As a missile, the stick grenade is definitely superior to the stickless; the leverage provided by the stick furnishes an additional range of at least twenty yards. But a stick grenade is not thrown like a ball. If, as in America, most of the men in an army have played baseball, it is probably safer to give them a grenade that can be thrown like a baseball. Since baseball is not played in continental Europe, the German High Command could issue the longer range stick-type without hesitation. I can testify to the superiority of the stick type from private experiments with wooden dummies. Not only did I attain a much longer range, but also my arm did not tire nearly so quickly. However, I once practiced some discus throwing; I have never played a game of ball in my life.

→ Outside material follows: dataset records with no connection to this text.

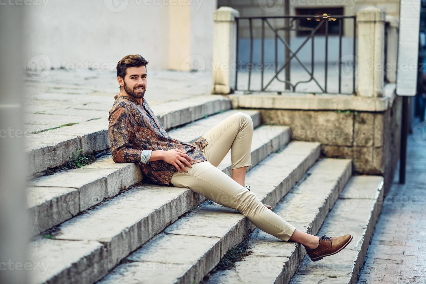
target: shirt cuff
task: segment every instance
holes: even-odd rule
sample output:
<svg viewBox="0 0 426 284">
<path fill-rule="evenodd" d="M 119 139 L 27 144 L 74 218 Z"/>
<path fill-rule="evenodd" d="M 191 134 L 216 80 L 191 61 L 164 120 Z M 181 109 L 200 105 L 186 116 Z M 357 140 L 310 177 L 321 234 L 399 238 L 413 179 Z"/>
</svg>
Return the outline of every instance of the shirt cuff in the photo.
<svg viewBox="0 0 426 284">
<path fill-rule="evenodd" d="M 141 154 L 141 162 L 142 164 L 147 164 L 148 161 L 151 158 L 151 154 L 152 153 L 152 150 L 143 150 Z"/>
</svg>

The stick-type has only one disadvantage: it is not easy to throw the grenade from a trench. In World War I soldiers often hit the back wall of the trench while swinging for the toss, and that frequently caused the grenade to burst instantly. The Germans solved this difficulty by picking one or two crack throwers to crawl out of the trench and throw without cover; men in the trenches handed grenades up to them with the strings already pulled.

And in case you thought discus practice might not be that helpful:

For some time the Germans employed a flat "discus grenade," thrown precisely like the classical discus. ...

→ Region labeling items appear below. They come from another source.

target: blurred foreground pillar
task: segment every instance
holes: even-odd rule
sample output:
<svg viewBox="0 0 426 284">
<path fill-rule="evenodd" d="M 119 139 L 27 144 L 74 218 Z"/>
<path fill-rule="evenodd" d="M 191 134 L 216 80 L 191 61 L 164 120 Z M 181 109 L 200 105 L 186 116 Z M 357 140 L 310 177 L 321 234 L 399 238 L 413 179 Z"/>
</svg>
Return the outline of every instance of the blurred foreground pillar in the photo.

From grenades, Ley goes on to the development of various kinds of trench artillery, in which he includes mine throwers, trench mortars, and flame-throwers.

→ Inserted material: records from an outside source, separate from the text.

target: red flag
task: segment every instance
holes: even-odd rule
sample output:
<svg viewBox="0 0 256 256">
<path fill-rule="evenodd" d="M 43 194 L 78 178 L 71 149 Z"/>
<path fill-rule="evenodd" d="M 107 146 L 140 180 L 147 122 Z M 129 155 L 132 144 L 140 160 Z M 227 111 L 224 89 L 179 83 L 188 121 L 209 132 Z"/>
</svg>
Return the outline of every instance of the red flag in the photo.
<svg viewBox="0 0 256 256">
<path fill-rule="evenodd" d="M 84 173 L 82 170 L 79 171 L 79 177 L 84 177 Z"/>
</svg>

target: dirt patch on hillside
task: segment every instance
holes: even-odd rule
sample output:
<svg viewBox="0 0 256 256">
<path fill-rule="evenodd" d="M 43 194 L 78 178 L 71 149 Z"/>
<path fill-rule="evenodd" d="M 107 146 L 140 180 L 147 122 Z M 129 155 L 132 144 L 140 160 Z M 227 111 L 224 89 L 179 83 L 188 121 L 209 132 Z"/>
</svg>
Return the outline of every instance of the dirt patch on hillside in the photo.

Among other specialized functions, the author discusses anti-aircraft guns with their features and tactics, airplane-mounted guns, recoilless artillery, as well as battle rockets — which latter is the seed of Ley's Rockets and evolving into his famous Rockets, Missiles, and Space Travel.
  

Big Ordnance and distant targets

The "extreme guns" material here deals with the search for Big Ordnance, or Great Bombards, present almost from the beginnings:

The first monster cannon was the Dulle Griete, built in 1380 and used in 1411. It was simply a gigantic firing tube, sixteen feet long and weighing thirteen tons, with an inside diameter of twenty-five inches. It fired a stone ball weighing roughly 700 pounds, and that ball, if and when it hit, naturally disposed of what was then considered a solid fortification.

The cream of the crop, though, is the German Army's Paris Gun of World War I — after the war often confused with the "Big Bertha" super-howitzers. This long-range gun could fire eighty miles, a spectacular technical feat although not helpful militarily. Its history is most interesting — for instance, its combat air patrol of forty planes to prevent surveillance — and draws together a number of the technologies and tactics Ley has shown us in other cannon and other conflicts. The Paris Gun's tactical secrecy and logistical misadventures are related neatly beside its success at blasting random Parisian streets.

What I find particularly fascinating in Ley's account of the Paris Gun is its stratospheric arc and his comparison of air resistance with the abstract or Platonic ideal of vacuum range: the performance of a bullet or shell without having to push air out of its way. I trace my curiosity about shooting in vacuum to my first reading of Robert A. Heinlein's Rocket Ship Galileo with its use of firearms on the Moon. I also recall, with more tolerance after reading Ley's account, the almost-prophetical Baltimore Gun Club in Jules Verne's From the Earth to the Moon.
  

From grenade tactics to giant howitzers, there's a lot here. How can one not be bemused by an exploding discus, or a gun for which an ordinary truck can carry only one round, like a single giant log on an Oregon logging truck?

While you will find the delights of Willy Ley's Shells and Shooting mostly more measured than explosive, this is a very good history.